Culturalité - Les fêtes religieuses

Bianou, Mouloud, Ezoum, Tabaski

Le Bianou

bianouazCette fête qui se déroule à partir du 9ème jour du 1er mois musulman Mouharam ou Bianou en Tassawaq, se déroule à Arlit, Ingall et Agadez où elle a plus d’importance que dans le reste du Niger. Les hommes tapent sur trois ou quatre tambours aux sons différents et un rythme bon à entendre et agréable à danser par les hommes qui font le tour de ces tambours agrémentés par des petits tambours. La fête dure trois ou quatre jours.

Les femmes mettent leurs habits de grand jours pour se faire plus belles en criant ou en souriant pour démontrer leur joie. Tous les enfants nés dans ce mois devaient s’appeler Bianou.

Le Mouloud 

Elle se fêtait depuis la nuit des temps. Elle symbolise la naissance du prophète Mohamed. C’est à ce juste titre qu’elle est célébrée en deux phases chez les Issawaghens. Le 11 du mois lunaire Rabioul Awal ou Almouloud en Tessawak et le baptême une semaine après comme il se doit.

Cette fête s’appelle Almouloud. Les Issawaghens lui accorde tellement d’importance que même les enfants nés courant ce mois se baptisent Maouli pour les garçons et Khadija pour les filles (nom célèbre de la compagne du prophète).

Les habits traditionnels sont les plus privilégiés : grand boubou, litham, les chaussures en cuir, les portes feuilles, les sabres etc.…

Dix jours avant le jour «J» les marabouts s’entraînent à la lecture des éloges du prophète. Les femmes ne cessent aussi de s’entraîner chaque soir pour maîtriser le rythme Akanzam (tambourin) qui doit accompagner toutes ces éloges avec un Tindé : aucune erreur ne sera permise.

Enfin le jour « J » : dès 15 h 30, les vieilles femmes se mettent en place pour Azirey-Zerey signifiant l’arrivée du prophète au monde. Un rythme qui envahi le village accompagné de chanson chérissant le nouveau venu. Dans la nuit le rythme devient plus endiablé car l’heure de la naissance se fait plus proche.

Aux premières lueurs du jour l’enfant prodigue naquit. Tout le village éclata en joie : les bruits cessèrent, les cœurs apaisés et joyeux, tout le monde rentre à la maison en remerciant le miséricordieux.

Une semaine après, tout se remet en place pour le baptême avec beaucoup plus de sérénité.

Le Carême

Il se déroule à Ingall comme dans tous les pays musulmans. En effet les musulmans se privent de manger et de boire et de manger pendant toute la journée et cela jusqu’à 29 ou 30 jours. C’est au mois de Ramadan ou Izoum en Tassawak.

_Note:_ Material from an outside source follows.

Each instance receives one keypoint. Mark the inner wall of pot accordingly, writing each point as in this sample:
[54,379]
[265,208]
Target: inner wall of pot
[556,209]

Durant toute la nuit, les marabouts lisaient les éloges du prophète quand les hommes et les femmes chantaient et dansaient parallèlement ces mêmes éloges. Les mets les plus savoureux sont préparés et acheminés aux différents endroits de la lecture. Le lendemain matin, c’est le grand rendez-vous à la vieille mosquée du village qui mérite d’accueillir la lecture du Saint Coran afin d’implorer Dieu à descendre sa clémence, sa bienfaisance et sa paix sur la région voir tout le pays. Pendant que se déroulait cette lecture une équipe est désignée pour se rendre dans la palmeraie afin de sélectionner quatre branches de palmier qui serviront à marquer la fin de la fête. Cette heure de fin fête est la plus pitoyable. Elle est exécuté par des sages sous le regard pétillent en souhaitant de revivre cette fête l’année prochaine. Alors, la nuit, c’est le silence total qui se faisait peser de tout son poids sur le village sous la fatigue et la nostalgie.

La Tabaski

priereLa fête de la Tabaski ou fête du mouton se déroule chaque année au mois Jilhadji ou Tafaské en Tassawak et en Tamasheq. C’est aussi une fête musulmane. Le nom Jilhadji en arabe, par ce que c’est au cours de ce mois que les musulmans accomplissent l’une des cinq obligations de l’islam à savoir le Hadj (le pélerinage).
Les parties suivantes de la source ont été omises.